SIMBAD references

The chemistry of protoplanetary disks is thought to be dominated by two major processes: photodissociation near the disk surface and depletion on dust grains in the disk midplane, resulting in a layered structure with molecules located in a warm layer above the disk midplane. We attempt here to confront this warm molecular layer model prediction with the distribution of two key molecules for dissociation processes: CN and HCN Using the IRAM Plateau de Bure interferometer, we obtained high spatial and spectral resolution images of the CN J=2-1 and HCN J=1-0 lines in the disks surrounding the two T Tauri DMTau and LkCa15 and the Herbig Ae MWC480. We have derived disk properties by assuming power-law distributions. The hyperfine structure of the observed transitions allowed us to constrain the line opacities and excitation temperatures. We compare the observational results with predictions from existing chemical models, and used a simple PDR model (without freeze-out of molecules on grains and surface chemistry) to illustrate dependencies on UV field strength, grain size, and gas-to-dust ratio.

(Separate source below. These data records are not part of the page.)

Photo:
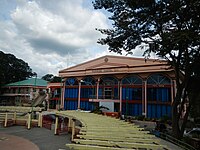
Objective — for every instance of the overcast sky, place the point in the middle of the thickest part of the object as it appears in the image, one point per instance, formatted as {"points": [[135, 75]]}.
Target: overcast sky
{"points": [[51, 35]]}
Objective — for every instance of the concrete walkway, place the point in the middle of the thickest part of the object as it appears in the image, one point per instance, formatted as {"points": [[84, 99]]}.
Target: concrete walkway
{"points": [[19, 138]]}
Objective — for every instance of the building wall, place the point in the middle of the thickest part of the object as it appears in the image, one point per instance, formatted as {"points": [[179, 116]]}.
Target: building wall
{"points": [[149, 93]]}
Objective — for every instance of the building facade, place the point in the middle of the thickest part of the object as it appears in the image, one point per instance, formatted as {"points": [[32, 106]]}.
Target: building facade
{"points": [[22, 92], [131, 86]]}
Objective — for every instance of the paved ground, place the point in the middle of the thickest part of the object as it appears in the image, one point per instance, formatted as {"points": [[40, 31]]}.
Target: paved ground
{"points": [[19, 138]]}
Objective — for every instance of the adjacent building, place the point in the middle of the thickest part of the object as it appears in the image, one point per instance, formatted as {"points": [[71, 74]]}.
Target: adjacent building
{"points": [[131, 86], [22, 92]]}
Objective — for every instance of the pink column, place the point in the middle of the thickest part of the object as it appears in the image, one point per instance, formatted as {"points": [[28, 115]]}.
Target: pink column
{"points": [[79, 94], [97, 89], [120, 99], [145, 98], [63, 94], [172, 91]]}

We also evaluated the impact of Lyα radiation. The temperature ordering follows the trend found from CO lines, with DM Tau the coldest object and MWC 480 the warmest. Although CN indicates somewhat higher excitation temperatures than HCN, the derived values in the T Tauri disks are very low (8-10K). They agree with results obtained from C₂H, and contradict thermal and chemical model predictions. These very low temperatures, as well as geometrical constraints, suggest that substantial amounts of CN and HCN remain in the gas phase close to the disk midplane and that this midplane is quite cold. The observed CN/HCN ratio (≃5-10) is in better agreement with the existence of large grains and possibly also with a substantial contribution of Lyα radiation.